Pasukan Van Langen secara cepat masuk ke Gedung Agung. Sebelumnya, terjadi perdebatan keras. Soekarno diminta memilih menyerah atau melawan Sekutu. Soekarno berpendapat bahwa dengan dirinya menyerah, maka dunia internasional akan meributkan agresi militer Belanda itu dan memberikan dukungan terhadap Indonesia.

Namun, Sudirman menghendaki dilakukan perlawanan total. Soekarno dan Hatta harus ikut berperang. Soekarno akhirnya memilih tidak ikut cara yang ditempuh Sudirman, yaitu perang secara bergerilya.

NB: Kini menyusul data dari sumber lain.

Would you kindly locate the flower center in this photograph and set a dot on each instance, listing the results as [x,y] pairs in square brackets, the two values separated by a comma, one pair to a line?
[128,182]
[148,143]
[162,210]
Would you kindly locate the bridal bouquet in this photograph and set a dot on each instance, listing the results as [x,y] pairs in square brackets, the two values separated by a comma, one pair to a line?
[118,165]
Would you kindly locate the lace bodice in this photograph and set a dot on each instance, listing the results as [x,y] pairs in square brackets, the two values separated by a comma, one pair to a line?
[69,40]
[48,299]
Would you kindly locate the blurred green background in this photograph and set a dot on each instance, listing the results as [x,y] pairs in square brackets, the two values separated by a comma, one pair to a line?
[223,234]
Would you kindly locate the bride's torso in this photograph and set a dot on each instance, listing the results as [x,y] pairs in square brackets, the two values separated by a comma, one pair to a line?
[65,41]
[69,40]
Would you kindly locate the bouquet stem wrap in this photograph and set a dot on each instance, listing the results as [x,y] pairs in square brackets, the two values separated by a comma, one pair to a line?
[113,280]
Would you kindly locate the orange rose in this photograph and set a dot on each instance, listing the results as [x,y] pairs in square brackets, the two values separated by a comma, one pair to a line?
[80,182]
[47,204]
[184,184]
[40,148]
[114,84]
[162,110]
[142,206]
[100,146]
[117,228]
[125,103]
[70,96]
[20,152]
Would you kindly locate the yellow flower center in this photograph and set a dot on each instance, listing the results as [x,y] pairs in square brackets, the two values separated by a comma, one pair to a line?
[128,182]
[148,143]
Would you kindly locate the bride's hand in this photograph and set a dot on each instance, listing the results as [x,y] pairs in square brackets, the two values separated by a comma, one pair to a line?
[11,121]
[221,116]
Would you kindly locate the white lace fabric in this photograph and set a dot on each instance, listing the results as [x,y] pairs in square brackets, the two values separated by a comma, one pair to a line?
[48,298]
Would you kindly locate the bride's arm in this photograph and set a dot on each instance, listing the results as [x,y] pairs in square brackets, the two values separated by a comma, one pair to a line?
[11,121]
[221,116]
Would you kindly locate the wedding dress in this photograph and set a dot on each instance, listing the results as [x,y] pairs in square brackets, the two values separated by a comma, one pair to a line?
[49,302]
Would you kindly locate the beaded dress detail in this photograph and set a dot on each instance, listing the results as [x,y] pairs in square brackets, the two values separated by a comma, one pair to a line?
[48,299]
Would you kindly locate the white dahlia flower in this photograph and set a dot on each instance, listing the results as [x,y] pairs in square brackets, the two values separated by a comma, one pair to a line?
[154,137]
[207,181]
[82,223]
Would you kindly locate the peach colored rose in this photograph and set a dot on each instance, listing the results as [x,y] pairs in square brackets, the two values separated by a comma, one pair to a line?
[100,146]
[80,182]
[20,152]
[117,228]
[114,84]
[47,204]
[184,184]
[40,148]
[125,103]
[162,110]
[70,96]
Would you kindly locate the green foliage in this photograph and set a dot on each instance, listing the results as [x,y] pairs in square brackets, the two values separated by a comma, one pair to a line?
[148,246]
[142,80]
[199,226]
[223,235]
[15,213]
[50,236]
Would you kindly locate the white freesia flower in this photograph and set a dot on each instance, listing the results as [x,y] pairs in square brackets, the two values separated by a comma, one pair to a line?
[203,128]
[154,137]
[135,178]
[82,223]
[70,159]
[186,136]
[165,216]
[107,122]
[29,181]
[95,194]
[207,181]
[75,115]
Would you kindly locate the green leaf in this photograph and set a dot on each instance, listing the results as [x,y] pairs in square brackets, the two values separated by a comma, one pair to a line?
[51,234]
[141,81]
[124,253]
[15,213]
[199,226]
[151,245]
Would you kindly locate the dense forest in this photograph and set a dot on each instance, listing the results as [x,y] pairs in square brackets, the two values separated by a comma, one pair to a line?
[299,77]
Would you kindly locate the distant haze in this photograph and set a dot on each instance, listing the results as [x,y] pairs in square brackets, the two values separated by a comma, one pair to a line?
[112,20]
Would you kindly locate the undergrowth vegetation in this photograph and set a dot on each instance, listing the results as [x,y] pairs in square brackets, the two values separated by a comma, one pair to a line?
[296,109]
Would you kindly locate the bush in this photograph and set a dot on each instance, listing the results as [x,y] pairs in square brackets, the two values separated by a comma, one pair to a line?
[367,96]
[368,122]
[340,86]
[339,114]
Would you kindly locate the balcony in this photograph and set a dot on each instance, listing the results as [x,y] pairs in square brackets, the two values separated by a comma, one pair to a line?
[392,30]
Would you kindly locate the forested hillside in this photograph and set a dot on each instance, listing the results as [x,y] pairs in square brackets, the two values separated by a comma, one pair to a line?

Sebelum ditangkap oleh pasukan Van Langen, Soekarno berpesan kepada Sri Sultan agar keutuhan Republik Indonesia dijaga. Sultan hanya mengangguk. Sri Sultan tidak hanya memenuhi janji menjaga keutuhan Republik Indonesia, tetapi juga berpikir keras bagaimana cara agar Yogyakarta sebagai Ibu Kota Negara Republik Indonesia mendapatkan kemenangan politik di dunia Internasional.

Suatu sore, Sultan mendengar semacam dialog atau perdebatan melalui Radio BBC bahwa Indonesia sudah tidak ada lagi. Delegasi Belanda di Perserikatan Bangsa Bangsa menyatakan pemerintahan ilegal Republik Indonesia sudah hilang secara "de facto", dan yang berkuasa adalah Belanda. Kota Yogyakarta sepenuhnya dibawah kendali Pemerintahan Belanda.

Mendengar hal itu, Sultan mendapatkan gagasan untuk mengejutkan dunia Internasional. Dipanggilnya Soeharto sebagai Komandan Wehrkreise X untuk membangun serangan kejutan. Maka terjadilah Serangan Umum 1 Maret 1949, yang kemudian mengubah jalannya sejarah Bangsa dan Negara Indonesia.

Setelah terjadi Serangan Umum 1 Maret 1949, Pemerintahan Belanda di PBB kalah suara, dan dunia Internasional mendukung Pemerintah Republik Indonesia, sehingga pada 27 Desember 1949 Belanda mengakui kemerdekaan RI.

Yogyakarta Kota Republik
Terkait dengan sejarah tersebut, Sri Sultan Hamengku Buwono X selaku Gubernur Daerah Istimewa Yogyakarta (DIY), pada 4 Januari 2011 mengukuhkan Yogyakarta sebagai Kota Republik, bertepatan dengan tanggal kepindahan Ibu Kota Republik Indonesia dari Jakarta ke Yogyakarta pada 4 Januari 1946.

Saat melakukan pengukuhan itu, Sri Sultan HB X didampingi Wakil Gubernur DIY Sri Paku Alam IX, Wali Kota Yogyakarta Herry Zudianto, Bupati Bantul Sri Suryawidati, Bupati Sleman Sri Purnomo, dan Wakil Bupati Gunung Kidul Badingah.

"Saya selaku Gubernur DIY akan mengeluarkan surat keputusan, yaitu setiap 4 Januari diperingati sebagai Yogyakarta Kota Republik, dan wajib bagi masyarakat memperingatinya," kata Sultan HB X saat mengukuhkan Yogyakarta Kota Republik di Pagelaran Keraton Ngayogyakarta Hadiningrat pada 4 Januari 2011.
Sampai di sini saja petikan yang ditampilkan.